Certains à droite, Nicolas Sarkozy en tête, s’étaient plus à citer Antonio Gramsci pour évoquer leur stratégie politique. Mais « Gramsci n’a jamais dit que les idées vivaient par elles mêmes, c’est une nuance du marxisme, pas un volontarisme idéologique, contrairement à ce qu’une lecture hâtive de Gramsci fait dire actuellement, le combat des idées ne peut pas se passer hors-sol, ne peut pas se passer en dehors de la défense de groupes sociaux, la question aujourd’hui c’est : qui a besoin de la droite ? Et ce n’est pas évident. » La crise de la droite est en définitive d’une double nature, une crise idéologique d’une part et une crise de ses soutiens d’autre part. Il faut enfin ajouter à cela le fossé grandissant entre les cadres et la base militante qui s’est largement droitisée ces dernières années du fait de l’influence du sarkozysme et de la ligne Buisson, de La Manif pour tous et de la campagne de François Fillon, comme l’a très bien analysé le politologue Gaël Brustier dans son ouvrage Le Mai 68 conservateur.

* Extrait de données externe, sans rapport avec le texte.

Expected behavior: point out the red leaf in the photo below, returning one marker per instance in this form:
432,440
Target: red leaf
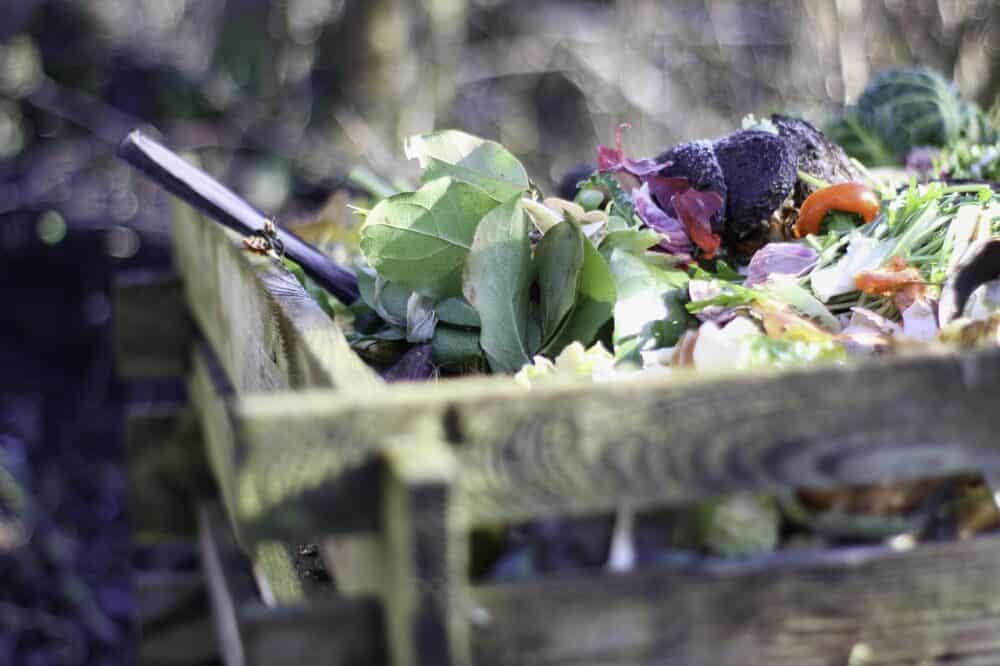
696,210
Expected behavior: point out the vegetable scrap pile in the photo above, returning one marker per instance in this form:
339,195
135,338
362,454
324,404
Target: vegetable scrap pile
769,247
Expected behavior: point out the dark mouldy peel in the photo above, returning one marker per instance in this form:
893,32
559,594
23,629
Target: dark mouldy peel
569,185
760,172
696,161
981,264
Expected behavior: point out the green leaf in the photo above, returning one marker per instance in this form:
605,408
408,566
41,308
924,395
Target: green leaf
420,239
456,348
470,159
595,302
497,283
633,241
389,300
641,289
559,258
458,312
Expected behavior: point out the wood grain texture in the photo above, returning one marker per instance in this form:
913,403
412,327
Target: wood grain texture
211,395
346,632
175,623
933,605
579,448
425,558
167,472
266,330
153,328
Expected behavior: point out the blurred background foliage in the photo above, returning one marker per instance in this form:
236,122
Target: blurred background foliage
281,99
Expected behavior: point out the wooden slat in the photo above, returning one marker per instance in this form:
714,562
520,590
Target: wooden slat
152,326
175,623
932,605
425,558
582,448
167,472
266,330
332,631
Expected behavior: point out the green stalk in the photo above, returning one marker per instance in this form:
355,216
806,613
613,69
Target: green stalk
810,179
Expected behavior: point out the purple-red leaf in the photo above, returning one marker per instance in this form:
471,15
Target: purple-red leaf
665,188
783,258
696,210
415,365
613,159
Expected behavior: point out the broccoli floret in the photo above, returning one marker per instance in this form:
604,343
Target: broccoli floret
760,173
903,108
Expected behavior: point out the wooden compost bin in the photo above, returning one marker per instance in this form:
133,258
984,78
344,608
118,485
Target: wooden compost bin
307,445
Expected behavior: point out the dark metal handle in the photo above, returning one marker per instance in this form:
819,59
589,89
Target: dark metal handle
197,188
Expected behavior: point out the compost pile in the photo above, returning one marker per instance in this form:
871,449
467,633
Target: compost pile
771,247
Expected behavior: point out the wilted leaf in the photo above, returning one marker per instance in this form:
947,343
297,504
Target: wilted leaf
470,159
456,310
559,258
640,289
497,283
420,239
421,319
595,301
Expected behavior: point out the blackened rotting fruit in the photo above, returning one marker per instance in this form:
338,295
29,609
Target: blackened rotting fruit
569,185
760,173
817,155
695,160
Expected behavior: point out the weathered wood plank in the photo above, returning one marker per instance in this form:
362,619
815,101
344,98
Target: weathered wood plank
211,394
581,448
424,559
328,631
935,604
266,330
167,472
175,621
354,504
152,326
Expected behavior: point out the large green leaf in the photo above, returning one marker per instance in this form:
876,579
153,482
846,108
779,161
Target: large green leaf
497,283
419,240
468,158
559,258
642,294
595,302
458,312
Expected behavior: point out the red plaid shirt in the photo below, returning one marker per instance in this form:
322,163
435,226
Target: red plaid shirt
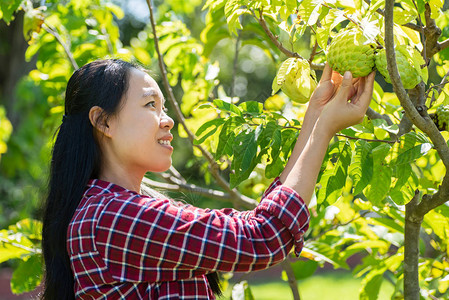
123,245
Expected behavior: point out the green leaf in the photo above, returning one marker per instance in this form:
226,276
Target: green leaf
28,275
405,186
380,183
226,138
412,154
245,150
229,107
210,128
251,107
389,223
334,178
361,169
304,268
8,8
371,284
310,10
324,252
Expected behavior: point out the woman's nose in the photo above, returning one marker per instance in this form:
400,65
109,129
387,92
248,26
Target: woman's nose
167,122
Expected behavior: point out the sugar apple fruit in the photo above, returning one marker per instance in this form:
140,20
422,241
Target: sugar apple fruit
295,79
441,117
410,75
351,51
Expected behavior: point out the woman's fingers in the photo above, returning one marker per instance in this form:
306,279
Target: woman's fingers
366,92
327,73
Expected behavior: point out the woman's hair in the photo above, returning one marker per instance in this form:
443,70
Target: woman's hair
76,158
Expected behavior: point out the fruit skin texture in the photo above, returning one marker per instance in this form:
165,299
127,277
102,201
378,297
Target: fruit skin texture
409,75
351,51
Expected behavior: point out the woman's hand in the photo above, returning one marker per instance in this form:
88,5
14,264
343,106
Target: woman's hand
349,104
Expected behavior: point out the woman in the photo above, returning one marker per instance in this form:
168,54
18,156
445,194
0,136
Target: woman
102,238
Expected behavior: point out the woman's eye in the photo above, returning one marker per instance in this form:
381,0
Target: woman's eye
151,104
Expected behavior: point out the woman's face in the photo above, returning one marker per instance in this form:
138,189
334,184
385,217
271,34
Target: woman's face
140,132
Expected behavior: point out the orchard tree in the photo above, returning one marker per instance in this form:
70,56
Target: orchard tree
383,187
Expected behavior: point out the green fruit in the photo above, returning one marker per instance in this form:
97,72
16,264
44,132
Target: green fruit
295,79
442,117
351,51
410,76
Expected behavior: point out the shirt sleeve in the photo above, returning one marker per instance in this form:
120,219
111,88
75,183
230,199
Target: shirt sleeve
147,239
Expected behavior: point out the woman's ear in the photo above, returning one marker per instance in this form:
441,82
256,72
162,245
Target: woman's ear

Cette base droitisée avait semblé trouver son champion dans la personne de François Fillon qui avait gagné largement la primaire avec 66,5% des voix. Il avait su incarner la suite logique de la dynamique de refondation idéologique engagée avec La Manif Pour Tous, convertie en offre politique par la création de Sens Commun, organisation fondée en 2013 qui a depuis intégré Les Républicains et a été le principal artisan de la victoire de l’ancien Premier Ministre de Nicolas Sarkozy.
« Le succès de Fillon à la primaire est extrêmement intéressant, ce n’est pas quelque chose qui doit être gommé par les déboires ultérieurs du candidat, ça a montré que cette ligne de l’ordolibéralisme trouve un public […] Ça a révélé quelque chose, je crois que la piste de la refondation de la droite, si la droite doit continuer à exister en France, suppose de revisiter le succès de Fillon. »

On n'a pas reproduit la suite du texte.